## Load Dependencies

In [2]:
import warnings
warnings.filterwarnings("ignore")
import pandas as pd 
import numpy as np

from keras.preprocessing.text import Tokenizer
from keras.preprocessing.sequence import pad_sequences

Using TensorFlow backend.


### Load Dataset

In [3]:
q1 = pd.read_csv("/home/abhishek/Desktop/Quora-Duplicate-Question-Pairs/data/train.csv")
q2 = pd.read_csv("/home/abhishek/Desktop/Quora-Duplicate-Question-Pairs/data/test.csv")

In [4]:
# prepare question dataframes

ques1 = q1.question1
ques2 = q1.question2
is_dup = q1.is_duplicate
ques = ques1 + ques2
ques2[201841] = '';ques2[105780] = '';ques[105780] = '';ques[201841] = ''

In [16]:
# fit the text file to tokenize data
# reference: http://www.orbifold.net/default/2017/01/10/embedding-and-tokenizer-in-keras/

tokenizer = Tokenizer(num_words=200000)
tokenizer.fit_on_texts(ques)
q1_word_sequences = tokenizer.texts_to_sequences(ques1)
q2_word_sequences = tokenizer.texts_to_sequences(ques2)

### Load GloVe embeddings

In [7]:
def get_embeddings():
    GloVe = open("glove.6B.200d.txt", "r")
    embeddings = {}
    print "processing GloVe"
    for line in GloVe.readlines():
        val = line.split(' ')
        word = val[0]
        embeddings[word] = np.asarray(val[1:], dtype='float32')
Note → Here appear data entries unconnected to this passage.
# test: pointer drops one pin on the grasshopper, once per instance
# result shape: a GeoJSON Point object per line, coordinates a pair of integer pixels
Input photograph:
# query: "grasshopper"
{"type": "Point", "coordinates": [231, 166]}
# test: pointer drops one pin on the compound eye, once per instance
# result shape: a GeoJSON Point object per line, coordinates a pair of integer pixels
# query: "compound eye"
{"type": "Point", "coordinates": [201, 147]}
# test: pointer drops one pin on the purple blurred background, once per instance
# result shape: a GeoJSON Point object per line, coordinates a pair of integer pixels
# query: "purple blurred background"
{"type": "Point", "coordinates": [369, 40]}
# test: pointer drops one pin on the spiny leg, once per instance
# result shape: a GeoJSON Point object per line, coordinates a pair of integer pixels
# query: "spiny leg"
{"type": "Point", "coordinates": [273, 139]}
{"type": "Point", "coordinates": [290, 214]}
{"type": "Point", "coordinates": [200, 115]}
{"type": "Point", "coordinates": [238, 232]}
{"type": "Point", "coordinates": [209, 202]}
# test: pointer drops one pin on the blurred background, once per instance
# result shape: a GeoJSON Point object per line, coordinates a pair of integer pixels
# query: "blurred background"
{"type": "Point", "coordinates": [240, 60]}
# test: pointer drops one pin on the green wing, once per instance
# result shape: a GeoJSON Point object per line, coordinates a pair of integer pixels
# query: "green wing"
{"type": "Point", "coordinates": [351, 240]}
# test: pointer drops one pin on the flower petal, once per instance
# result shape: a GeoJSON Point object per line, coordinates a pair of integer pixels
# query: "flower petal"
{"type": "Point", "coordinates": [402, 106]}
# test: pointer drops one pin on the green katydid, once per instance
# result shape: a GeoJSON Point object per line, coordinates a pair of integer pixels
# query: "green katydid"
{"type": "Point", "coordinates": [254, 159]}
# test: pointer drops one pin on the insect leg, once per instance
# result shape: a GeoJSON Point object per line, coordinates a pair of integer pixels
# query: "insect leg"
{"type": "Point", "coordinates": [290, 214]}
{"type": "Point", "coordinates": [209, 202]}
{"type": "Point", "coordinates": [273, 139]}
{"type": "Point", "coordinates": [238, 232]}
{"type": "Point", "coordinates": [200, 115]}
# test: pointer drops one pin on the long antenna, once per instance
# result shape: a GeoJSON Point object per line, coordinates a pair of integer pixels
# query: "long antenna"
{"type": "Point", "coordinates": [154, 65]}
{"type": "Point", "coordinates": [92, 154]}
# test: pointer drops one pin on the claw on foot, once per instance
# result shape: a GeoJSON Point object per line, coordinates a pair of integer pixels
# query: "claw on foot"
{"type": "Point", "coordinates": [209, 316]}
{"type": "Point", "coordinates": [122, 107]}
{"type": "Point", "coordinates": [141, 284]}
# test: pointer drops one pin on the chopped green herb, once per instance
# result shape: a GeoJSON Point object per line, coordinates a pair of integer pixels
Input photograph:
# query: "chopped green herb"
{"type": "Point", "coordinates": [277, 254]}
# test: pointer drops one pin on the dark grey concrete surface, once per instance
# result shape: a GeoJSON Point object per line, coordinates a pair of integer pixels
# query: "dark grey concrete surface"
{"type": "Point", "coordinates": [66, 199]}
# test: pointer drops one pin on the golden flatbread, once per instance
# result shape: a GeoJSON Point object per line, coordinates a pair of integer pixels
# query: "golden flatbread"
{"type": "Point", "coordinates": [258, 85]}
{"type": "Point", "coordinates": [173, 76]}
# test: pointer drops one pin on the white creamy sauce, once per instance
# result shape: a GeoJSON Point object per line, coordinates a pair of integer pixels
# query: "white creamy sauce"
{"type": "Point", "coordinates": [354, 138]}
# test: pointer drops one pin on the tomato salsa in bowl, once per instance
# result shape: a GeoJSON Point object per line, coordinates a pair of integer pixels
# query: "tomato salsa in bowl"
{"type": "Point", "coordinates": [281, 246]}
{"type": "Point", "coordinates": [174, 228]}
    np.save('embeddings.npy', embeddings) 
    GloVe.close()
    return embeddings
    
embeddings = get_embeddings()

processing GloVe


In [24]:
embedding_dim = 200
word_index = tokenizer.word_index

In [33]:
# reference: http://www.orbifold.net/default/2017/01/10/embedding-and-tokenizer-in-keras/

embedding_mat = np.zeros((len(word_index)+1, embedding_dim))
for word, i in word_index.items():
    embedding_vector = embeddings.get(word)
    if embedding_vector is not None:
        embedding_mat[i] = embedding_vector[:embedding_dim]

print('Null word embeddings: %d' % np.sum(np.sum(embedding_mat, axis=1) == 0))

Null word embeddings: 36170


### create train question data

In [34]:
q1_data = pad_sequences(q1_word_sequences, maxlen=20)
q2_data = pad_sequences(q2_word_sequences, maxlen=20)
labels = np.array(is_dup, dtype=int)
print('question1', q1_data.shape)
print('question2', q2_data.shape)
print('label tensor', labels.shape)

('question1', (404290, 20))
('question2', (404290, 20))
('label tensor', (404290,))


### save preprocessed files

In [35]:
np.save('q1_train.npy', q1_data)
np.save('q2_train.npy', q2_data)
np.save('is_dup.npy', labels)
np.save('embedding_mat.npy', embedding_mat)